NEW ORLEANS--For prostate cancer detection, the proportion of free PSA to total PSA, using a cut-off point of 25%, is more sensitive and specific than total PSA and avoids many unnecessary biopsies, according to a multicenter study presented at the American Urological Association (AUA) annual meeting.
Free PSA is a "nicked version" of the prostate-specific antigen that floats freely in the blood. The free-to-total PSA ratio is known as percent free PSA.
William Catalona, MD, professor and chief of urology at Washington University School of Medicine, said that the 25% cut-off for free PSA allows about 95% of cancers to be detected and eliminates, on average, 20% of unnecessary biopsies, largely in older men.
"This test provides useful information, particularly about men who are in the 'gray zone,' with PSA levels between 4 and 10 ng/mL," Dr. Catalona said. "The problem has been that when you biopsy men with PSAs of 4 ng/mL, only one third will actually have cancer. But if the patient's free PSA is less than 25%, you know he has a much greater chance of having cancer."
The study involved 773 men screened for prostate cancer who had a normal DRE but total PSA levels of 4 to 10 ng/mL. Among the men who were diagnosed with cancer, 95% had free PSA levels below 25%; therefore, the 25% cut-point was determined to be reasonable for screening men with elevated total PSA.
The implications of a free PSA level actually depend somewhat on the patient's age, prostate size, and total PSA. If two men, aged 65 and 75, have identical free PSA readings, the older man is slightly more likely to have prostate cancer. If two men of the same age have identical free PSA readings, the man with the smaller prostate is more likely to have prostate cancer, Dr. Catalona said.

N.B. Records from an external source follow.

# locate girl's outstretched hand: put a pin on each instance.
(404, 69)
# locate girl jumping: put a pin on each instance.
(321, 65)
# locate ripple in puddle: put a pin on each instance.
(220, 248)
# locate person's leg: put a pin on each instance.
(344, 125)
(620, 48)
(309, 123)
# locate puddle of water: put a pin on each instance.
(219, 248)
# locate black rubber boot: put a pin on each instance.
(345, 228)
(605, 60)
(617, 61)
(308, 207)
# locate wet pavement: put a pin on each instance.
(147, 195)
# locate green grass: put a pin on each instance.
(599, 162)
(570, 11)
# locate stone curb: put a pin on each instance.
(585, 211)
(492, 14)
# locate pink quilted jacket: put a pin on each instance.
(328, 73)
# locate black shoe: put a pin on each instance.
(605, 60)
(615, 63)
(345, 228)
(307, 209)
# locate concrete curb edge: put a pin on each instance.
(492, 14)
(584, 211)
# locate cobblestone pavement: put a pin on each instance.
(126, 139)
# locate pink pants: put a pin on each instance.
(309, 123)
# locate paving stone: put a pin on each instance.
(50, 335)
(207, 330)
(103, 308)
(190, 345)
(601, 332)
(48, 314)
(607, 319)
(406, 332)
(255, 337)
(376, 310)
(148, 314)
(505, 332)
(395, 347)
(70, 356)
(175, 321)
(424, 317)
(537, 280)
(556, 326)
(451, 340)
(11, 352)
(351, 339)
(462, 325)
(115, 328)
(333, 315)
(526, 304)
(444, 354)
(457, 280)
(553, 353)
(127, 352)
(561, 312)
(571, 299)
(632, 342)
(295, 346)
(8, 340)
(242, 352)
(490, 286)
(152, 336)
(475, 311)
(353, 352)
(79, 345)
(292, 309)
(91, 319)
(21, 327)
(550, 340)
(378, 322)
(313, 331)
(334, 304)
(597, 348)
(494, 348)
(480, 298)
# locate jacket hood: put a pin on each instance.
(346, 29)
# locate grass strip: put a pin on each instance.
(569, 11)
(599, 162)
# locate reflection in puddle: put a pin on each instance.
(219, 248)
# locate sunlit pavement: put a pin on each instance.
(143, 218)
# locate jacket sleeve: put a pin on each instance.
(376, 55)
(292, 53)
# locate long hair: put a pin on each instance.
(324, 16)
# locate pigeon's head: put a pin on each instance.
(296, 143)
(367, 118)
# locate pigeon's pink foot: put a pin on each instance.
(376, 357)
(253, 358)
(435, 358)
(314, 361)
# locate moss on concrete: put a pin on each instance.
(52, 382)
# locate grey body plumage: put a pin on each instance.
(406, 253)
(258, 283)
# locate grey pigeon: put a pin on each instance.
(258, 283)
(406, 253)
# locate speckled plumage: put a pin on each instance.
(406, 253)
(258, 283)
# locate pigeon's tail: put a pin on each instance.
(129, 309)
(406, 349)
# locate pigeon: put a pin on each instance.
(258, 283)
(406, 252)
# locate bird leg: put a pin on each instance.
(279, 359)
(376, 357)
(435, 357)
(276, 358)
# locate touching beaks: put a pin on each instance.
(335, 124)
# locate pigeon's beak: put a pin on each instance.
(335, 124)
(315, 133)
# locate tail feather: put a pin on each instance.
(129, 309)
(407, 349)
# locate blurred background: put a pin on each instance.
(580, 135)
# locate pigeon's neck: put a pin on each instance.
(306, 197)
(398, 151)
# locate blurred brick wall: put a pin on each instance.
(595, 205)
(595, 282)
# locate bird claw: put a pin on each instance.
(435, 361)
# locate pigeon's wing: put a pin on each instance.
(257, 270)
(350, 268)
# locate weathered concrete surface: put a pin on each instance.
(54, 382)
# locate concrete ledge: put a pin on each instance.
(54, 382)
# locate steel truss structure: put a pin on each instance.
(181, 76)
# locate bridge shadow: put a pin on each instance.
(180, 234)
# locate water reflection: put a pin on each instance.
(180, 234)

"But we wanted to avoid using many different cutoffs and to develop a test that was practical, so we settled on the single cutoff point of 25%," he said.
The study was sponsored by Hybritech, which is seeking FDA approval to use the free PSA test diagnostically. But most companies that market total PSA tests are already providing the free PSA component to physicians; therefore, it can be put to use now, Dr. Catalona said. He emphasized that the 25% cut-off is good for the Hybritech version, but may not be applicable to other assays.

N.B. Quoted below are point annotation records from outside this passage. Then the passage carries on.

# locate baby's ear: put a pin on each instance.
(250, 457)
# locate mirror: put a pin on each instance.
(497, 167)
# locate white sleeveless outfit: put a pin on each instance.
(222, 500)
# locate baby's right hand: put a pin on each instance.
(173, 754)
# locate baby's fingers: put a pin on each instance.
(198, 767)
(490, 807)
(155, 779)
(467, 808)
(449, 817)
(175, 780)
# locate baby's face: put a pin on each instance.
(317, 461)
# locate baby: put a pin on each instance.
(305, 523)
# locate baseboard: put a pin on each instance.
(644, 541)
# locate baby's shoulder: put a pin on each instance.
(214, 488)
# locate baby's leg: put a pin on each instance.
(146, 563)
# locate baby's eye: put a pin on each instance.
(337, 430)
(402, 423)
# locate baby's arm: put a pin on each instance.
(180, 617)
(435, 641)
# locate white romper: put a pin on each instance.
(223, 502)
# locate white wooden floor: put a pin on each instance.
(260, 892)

Free PSA is also predictive of tumor aggressiveness, with very low percentages of free PSA associated with high-grade tumors, Dr. Catalona said.

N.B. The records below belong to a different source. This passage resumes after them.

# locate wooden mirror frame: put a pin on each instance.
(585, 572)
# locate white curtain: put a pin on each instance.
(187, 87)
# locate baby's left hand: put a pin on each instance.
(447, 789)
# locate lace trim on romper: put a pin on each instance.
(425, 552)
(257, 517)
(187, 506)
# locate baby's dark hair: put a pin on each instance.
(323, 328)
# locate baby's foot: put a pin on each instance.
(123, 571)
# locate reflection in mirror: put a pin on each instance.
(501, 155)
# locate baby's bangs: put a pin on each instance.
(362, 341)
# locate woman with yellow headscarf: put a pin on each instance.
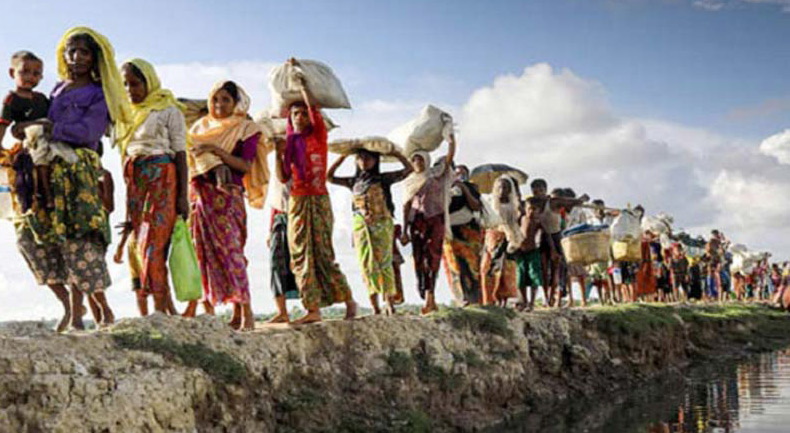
(153, 149)
(226, 140)
(75, 232)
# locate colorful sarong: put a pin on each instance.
(529, 271)
(318, 276)
(427, 237)
(283, 281)
(151, 197)
(461, 259)
(373, 243)
(76, 231)
(497, 269)
(219, 230)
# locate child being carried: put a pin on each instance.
(27, 111)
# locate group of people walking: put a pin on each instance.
(493, 246)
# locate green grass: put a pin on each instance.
(470, 358)
(488, 319)
(640, 318)
(400, 363)
(429, 372)
(219, 365)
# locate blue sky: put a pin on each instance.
(664, 59)
(680, 105)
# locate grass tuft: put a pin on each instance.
(219, 365)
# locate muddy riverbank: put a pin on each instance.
(460, 370)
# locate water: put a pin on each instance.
(747, 396)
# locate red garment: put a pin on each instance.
(645, 279)
(315, 170)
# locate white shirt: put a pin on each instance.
(163, 133)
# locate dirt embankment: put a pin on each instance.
(462, 370)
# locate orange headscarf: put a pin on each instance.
(226, 133)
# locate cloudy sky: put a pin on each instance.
(681, 105)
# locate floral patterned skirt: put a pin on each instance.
(75, 233)
(219, 230)
(373, 242)
(320, 281)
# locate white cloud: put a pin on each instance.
(709, 5)
(552, 123)
(778, 146)
(718, 5)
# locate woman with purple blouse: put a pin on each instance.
(66, 245)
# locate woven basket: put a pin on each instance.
(627, 251)
(586, 248)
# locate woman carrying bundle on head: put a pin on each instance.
(228, 159)
(302, 159)
(425, 218)
(373, 221)
(155, 170)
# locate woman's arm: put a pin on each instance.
(471, 200)
(330, 174)
(182, 192)
(241, 164)
(279, 160)
(448, 160)
(405, 234)
(177, 134)
(397, 176)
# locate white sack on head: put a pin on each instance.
(426, 132)
(626, 227)
(324, 86)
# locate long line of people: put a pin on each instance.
(495, 245)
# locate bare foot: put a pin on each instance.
(351, 310)
(280, 318)
(109, 317)
(64, 322)
(191, 309)
(76, 319)
(428, 309)
(248, 319)
(310, 317)
(235, 320)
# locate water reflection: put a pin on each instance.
(747, 397)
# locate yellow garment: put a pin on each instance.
(225, 133)
(111, 82)
(157, 100)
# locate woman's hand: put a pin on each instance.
(279, 145)
(182, 207)
(404, 238)
(200, 149)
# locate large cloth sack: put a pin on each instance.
(586, 248)
(347, 146)
(274, 126)
(629, 250)
(184, 270)
(659, 224)
(426, 132)
(322, 82)
(626, 226)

For example, in two men with total PSA levels of 6 ng/mL, the man who has 10% free PSA has about a 50% chance of having cancer; the man with 30% free PSA has a 10% chance, and the cancer is more likely to be indolent.
"So the same test that allows you to diagnose prostate cancer also provides you with important information about its aggressiveness," he said.
During a panel discussion at the AUA session, other speakers agreed that free PSA will be very useful in difficult decision-making. Dr. Alan Partin, of Johns Hopkins, said that free PSA will be useful as a staging tool and in deciding when to repeat a biopsy.
Dr. Thomas Stamey of Stanford said the test "adds additional information when total PSA does not give enough," but cautioned "not to let any patient disappear" on the basis of the test.
A large population-based randomized study from Sweden evaluated the diagnostic ability of PSA with a cut-off value of 3 ng/mL and the possible benefit of adding percent free PSA.
Dr. Jonas Hugosson, of Ostra Hospital, Goteborg, Sweden, reported the results from the European Randomized Study of Screening of the Prostate at the AUA annual meeting.
The investigators concluded that the 3 ng/mL cut-off value combined with percent free PSA of less than 18% offers better detection and better specificity than PSA alone at a 4 ng/mL cut-off.
The study enrolled almost 10,000 men to an active screening group and evaluated a subgroup of 608 men who had PSA levels over 3 ng/mL and had undergone biopsy.
A PSA over 3 ng/mL led to the identification of 137 cancers. A PSA over 3 and percent free PSA of less than 18% found 120 cancers. A PSA over 4 led to the diagnosis of 105 cancers. And PSA over 4 plus percent free PSA less than 18% identified 97 cancers. Over half of all the cancers were not palpable, Dr. Hugosson reported.